While the runners reported blisters on their taped feet, the vast majority said they’d used the product again. The high level of satisfaction suggests the tape may work despite the study’s findings, the lead author said.

“We had anecdotally seen that paper tape worked on ultramarathon runners in deserts around the world while providing medical care, so we set out to prove it using rigorous scientific method,” Dr. Grant Lipman told Reuters Health in an email.

Lipman is a surgeon with the Division of Emergency Medicine at the Stanford University School of Medicine in California.

Blisters are typically not major medical problems, but they can impair concentration, decrease athletic performance and possibly lead to additional injuries, the researchers write in Wilderness and Environmental Medicine.

“Everyone gets blisters,” Lipman said. “They’re called the enemy of the feet for a reason, and there is no quicker way to ruin a day hike, walk or run.”

He and his colleagues enrolled English-speaking participants in 150-mile ultramarathon races that took place in China, Australia, Egypt, Chile and Nepal in 2010 and 2011.

A total of 90 participants completed the study – known as Pre-TAPED. Each participant had pieces of 3M Micropore paper tape applied to blister-prone areas of one randomly chosen foot.
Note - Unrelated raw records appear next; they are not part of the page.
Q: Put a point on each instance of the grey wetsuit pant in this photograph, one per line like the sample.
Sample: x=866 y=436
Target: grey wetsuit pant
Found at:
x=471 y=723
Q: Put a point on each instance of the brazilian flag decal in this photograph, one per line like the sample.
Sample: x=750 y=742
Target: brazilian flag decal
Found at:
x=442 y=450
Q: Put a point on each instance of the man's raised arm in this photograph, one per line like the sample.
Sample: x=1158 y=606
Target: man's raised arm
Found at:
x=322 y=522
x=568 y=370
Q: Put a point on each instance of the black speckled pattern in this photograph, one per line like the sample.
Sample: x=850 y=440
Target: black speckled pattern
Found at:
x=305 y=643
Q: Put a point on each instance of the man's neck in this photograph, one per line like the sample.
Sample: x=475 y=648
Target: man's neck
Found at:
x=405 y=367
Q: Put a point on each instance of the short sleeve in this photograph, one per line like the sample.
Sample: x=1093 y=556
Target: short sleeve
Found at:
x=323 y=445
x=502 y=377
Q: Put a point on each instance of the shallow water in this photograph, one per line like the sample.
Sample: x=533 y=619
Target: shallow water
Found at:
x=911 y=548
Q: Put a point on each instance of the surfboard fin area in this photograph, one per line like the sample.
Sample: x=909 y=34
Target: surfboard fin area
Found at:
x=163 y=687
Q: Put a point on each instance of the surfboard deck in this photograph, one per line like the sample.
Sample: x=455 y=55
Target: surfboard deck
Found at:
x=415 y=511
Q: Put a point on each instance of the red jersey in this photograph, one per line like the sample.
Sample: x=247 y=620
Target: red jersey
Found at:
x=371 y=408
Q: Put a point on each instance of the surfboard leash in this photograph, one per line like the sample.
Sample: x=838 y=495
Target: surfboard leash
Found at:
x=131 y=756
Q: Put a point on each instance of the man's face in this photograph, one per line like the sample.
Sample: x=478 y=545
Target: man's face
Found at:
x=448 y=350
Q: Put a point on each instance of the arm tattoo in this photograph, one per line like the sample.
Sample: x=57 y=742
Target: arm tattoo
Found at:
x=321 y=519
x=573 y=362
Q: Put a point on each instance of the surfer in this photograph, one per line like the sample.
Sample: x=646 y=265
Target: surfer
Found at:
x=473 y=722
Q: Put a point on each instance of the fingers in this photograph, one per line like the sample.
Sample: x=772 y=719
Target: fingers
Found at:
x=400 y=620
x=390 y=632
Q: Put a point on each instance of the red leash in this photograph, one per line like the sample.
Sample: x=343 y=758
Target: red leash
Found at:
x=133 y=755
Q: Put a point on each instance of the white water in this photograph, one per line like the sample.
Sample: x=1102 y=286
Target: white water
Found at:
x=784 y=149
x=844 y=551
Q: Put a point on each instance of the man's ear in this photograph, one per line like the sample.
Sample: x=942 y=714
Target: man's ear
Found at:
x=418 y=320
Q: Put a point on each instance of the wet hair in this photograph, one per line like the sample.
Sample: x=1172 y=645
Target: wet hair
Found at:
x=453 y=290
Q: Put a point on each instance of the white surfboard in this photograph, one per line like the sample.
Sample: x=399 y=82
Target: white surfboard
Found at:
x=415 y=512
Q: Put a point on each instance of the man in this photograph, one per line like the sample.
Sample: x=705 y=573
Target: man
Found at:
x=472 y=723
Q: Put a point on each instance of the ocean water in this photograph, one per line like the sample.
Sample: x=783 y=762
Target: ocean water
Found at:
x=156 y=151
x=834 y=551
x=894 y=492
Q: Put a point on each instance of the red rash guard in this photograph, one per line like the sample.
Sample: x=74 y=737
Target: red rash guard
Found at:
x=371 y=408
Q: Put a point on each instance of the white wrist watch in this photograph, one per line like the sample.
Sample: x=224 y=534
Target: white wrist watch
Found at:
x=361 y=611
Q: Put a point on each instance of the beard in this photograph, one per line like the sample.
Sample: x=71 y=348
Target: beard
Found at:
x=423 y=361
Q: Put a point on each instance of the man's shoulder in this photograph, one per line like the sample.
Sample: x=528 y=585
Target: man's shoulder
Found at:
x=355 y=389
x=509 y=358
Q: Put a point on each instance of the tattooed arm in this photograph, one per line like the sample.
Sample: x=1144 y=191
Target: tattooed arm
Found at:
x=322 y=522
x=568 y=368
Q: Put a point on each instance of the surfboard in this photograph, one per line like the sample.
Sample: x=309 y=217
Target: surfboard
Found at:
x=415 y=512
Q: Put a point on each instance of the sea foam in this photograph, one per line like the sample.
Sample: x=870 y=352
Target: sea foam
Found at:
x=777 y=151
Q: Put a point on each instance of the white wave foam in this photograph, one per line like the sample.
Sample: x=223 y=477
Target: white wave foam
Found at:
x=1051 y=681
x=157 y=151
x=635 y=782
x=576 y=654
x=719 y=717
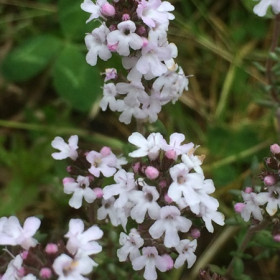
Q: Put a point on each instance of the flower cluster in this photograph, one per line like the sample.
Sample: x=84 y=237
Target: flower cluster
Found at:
x=55 y=260
x=164 y=193
x=265 y=199
x=137 y=31
x=261 y=8
x=87 y=170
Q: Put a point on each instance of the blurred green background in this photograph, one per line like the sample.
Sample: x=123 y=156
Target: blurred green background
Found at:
x=47 y=89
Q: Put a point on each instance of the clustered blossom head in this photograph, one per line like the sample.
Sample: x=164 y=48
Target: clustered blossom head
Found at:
x=163 y=194
x=261 y=8
x=33 y=261
x=263 y=201
x=87 y=170
x=137 y=31
x=166 y=195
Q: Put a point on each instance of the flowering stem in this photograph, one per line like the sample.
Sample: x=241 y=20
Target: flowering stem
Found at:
x=243 y=245
x=140 y=127
x=269 y=62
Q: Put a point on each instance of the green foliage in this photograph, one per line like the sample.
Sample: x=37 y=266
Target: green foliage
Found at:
x=76 y=81
x=30 y=58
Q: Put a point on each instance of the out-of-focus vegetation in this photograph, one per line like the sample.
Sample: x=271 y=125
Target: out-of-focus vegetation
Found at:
x=47 y=89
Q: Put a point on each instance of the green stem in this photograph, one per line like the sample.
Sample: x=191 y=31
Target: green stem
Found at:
x=269 y=62
x=243 y=245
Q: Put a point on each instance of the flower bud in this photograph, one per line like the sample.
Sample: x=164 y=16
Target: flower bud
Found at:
x=238 y=207
x=269 y=180
x=248 y=190
x=51 y=248
x=276 y=237
x=162 y=184
x=141 y=30
x=171 y=154
x=168 y=261
x=24 y=255
x=151 y=172
x=136 y=167
x=275 y=149
x=111 y=74
x=98 y=192
x=168 y=199
x=45 y=273
x=20 y=272
x=108 y=10
x=67 y=180
x=195 y=233
x=105 y=151
x=113 y=47
x=125 y=17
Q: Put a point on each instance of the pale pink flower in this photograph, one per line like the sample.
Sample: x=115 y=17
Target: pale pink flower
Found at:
x=186 y=250
x=80 y=189
x=83 y=242
x=169 y=223
x=147 y=147
x=125 y=38
x=96 y=45
x=66 y=150
x=68 y=268
x=130 y=245
x=150 y=260
x=13 y=234
x=93 y=9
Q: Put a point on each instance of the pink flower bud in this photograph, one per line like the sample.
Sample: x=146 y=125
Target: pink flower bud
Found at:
x=163 y=184
x=111 y=74
x=145 y=42
x=269 y=180
x=112 y=27
x=24 y=255
x=276 y=237
x=91 y=178
x=195 y=233
x=108 y=10
x=105 y=151
x=51 y=248
x=141 y=30
x=151 y=172
x=98 y=192
x=248 y=190
x=45 y=273
x=238 y=207
x=168 y=199
x=171 y=154
x=112 y=48
x=275 y=149
x=168 y=261
x=67 y=180
x=125 y=17
x=21 y=272
x=136 y=166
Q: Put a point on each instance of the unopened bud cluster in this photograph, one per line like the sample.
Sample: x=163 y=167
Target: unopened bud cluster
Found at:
x=29 y=260
x=137 y=31
x=164 y=194
x=264 y=201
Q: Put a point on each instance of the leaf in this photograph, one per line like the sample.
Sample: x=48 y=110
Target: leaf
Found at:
x=75 y=80
x=30 y=58
x=72 y=19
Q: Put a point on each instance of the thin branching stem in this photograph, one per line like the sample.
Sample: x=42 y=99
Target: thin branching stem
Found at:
x=269 y=62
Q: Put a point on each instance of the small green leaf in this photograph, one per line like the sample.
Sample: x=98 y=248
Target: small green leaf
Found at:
x=75 y=80
x=72 y=19
x=238 y=268
x=28 y=59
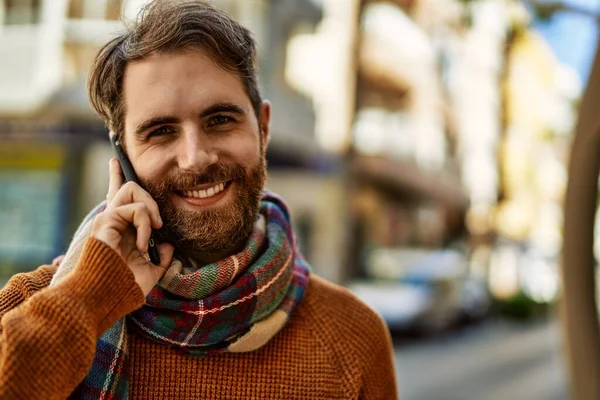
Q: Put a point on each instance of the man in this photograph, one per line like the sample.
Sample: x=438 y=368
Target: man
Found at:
x=232 y=311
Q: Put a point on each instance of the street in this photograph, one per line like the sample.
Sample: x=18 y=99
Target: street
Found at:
x=494 y=360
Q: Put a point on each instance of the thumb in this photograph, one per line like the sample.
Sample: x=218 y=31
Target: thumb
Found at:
x=166 y=251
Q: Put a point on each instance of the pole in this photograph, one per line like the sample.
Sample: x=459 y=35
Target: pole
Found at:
x=578 y=308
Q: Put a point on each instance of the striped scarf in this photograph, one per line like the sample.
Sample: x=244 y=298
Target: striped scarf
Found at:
x=234 y=305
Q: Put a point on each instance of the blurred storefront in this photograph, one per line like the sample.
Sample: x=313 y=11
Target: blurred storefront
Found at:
x=44 y=109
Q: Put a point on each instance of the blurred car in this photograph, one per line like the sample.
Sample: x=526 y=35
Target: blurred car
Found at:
x=422 y=290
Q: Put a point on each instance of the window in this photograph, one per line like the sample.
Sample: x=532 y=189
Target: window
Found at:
x=22 y=12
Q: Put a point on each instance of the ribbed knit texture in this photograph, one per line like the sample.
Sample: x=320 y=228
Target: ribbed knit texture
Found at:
x=333 y=347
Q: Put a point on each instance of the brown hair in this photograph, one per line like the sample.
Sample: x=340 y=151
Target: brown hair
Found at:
x=165 y=26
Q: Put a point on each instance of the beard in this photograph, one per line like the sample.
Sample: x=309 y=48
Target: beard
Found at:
x=211 y=231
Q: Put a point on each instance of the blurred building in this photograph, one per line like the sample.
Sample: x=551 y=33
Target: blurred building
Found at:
x=56 y=151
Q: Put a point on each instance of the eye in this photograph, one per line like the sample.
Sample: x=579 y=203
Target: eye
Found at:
x=163 y=130
x=219 y=120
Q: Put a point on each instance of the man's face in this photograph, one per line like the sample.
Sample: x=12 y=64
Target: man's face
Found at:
x=197 y=147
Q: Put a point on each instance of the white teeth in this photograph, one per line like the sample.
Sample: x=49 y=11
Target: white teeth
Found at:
x=202 y=194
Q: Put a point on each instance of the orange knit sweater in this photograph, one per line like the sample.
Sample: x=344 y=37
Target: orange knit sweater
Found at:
x=333 y=347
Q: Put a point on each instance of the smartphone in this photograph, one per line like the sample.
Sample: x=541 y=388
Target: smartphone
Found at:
x=130 y=176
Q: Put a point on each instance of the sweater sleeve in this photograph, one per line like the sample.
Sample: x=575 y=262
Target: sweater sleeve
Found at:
x=48 y=342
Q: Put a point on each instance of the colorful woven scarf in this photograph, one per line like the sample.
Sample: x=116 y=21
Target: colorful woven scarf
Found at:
x=234 y=305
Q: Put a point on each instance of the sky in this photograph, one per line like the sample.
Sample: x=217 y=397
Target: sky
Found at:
x=573 y=37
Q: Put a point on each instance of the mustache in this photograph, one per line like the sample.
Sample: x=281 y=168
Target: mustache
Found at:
x=212 y=174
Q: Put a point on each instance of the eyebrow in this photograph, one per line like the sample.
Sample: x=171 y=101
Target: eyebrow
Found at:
x=223 y=107
x=213 y=109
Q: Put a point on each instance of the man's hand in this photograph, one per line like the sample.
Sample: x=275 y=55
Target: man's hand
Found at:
x=126 y=225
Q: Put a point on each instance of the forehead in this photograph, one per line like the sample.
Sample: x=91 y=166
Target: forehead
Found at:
x=178 y=84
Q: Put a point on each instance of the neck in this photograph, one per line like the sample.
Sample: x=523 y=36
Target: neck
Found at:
x=204 y=258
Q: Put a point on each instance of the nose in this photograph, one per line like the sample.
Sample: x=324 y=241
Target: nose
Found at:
x=196 y=152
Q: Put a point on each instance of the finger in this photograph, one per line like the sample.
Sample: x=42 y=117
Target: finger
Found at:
x=131 y=192
x=115 y=178
x=137 y=215
x=57 y=260
x=165 y=250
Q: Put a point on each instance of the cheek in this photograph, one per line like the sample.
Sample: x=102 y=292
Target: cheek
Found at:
x=150 y=165
x=243 y=150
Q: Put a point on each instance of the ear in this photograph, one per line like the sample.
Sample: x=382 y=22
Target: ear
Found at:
x=264 y=123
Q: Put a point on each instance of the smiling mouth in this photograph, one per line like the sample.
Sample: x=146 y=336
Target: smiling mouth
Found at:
x=205 y=193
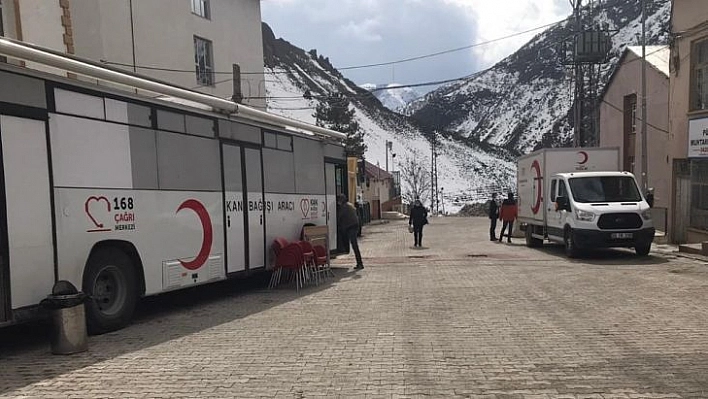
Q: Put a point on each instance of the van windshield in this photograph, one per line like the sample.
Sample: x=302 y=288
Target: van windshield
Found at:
x=604 y=189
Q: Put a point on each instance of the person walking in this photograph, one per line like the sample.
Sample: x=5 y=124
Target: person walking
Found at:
x=348 y=224
x=507 y=215
x=418 y=219
x=493 y=215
The other foot was not taped for comparison.

“(The tape) is easy to apply to the toes, heels, or anywhere else on the foot that is at risk of getting a hot spot or blister,” Lipman said.

By the end of the races, all participants developed blisters on their feet – most commonly on the toes. Most blisters developed during the first two days of the races.

There was no significant difference in the number of blisters that developed on taped feet compared to feet without tape, but 84 percent of the participants said they would use the tape in the future.

Lipman said that since the majority of those who used paper tape would use it again, he believes it does work, but the study wasn’t able to prove it.

“Our methods may have been too rigorous, and we were unable to solve the question we set out to answer,” he said.

To address why people liked the tape despite its initial ineffectiveness, the researchers conducted a second study.

“This second study over this past year was similar, but applied the tape to people just where they typically got blisters (rather than the entire foot), and it worked amazingly well,” he said.

Lipman added the data from the new study will be presented in the next few months at scientific meetings.

“By making the study methods more specific to the individual, we were able to show what the majority of those study participants in PreTAPED (and) I already knew – it works,” he said.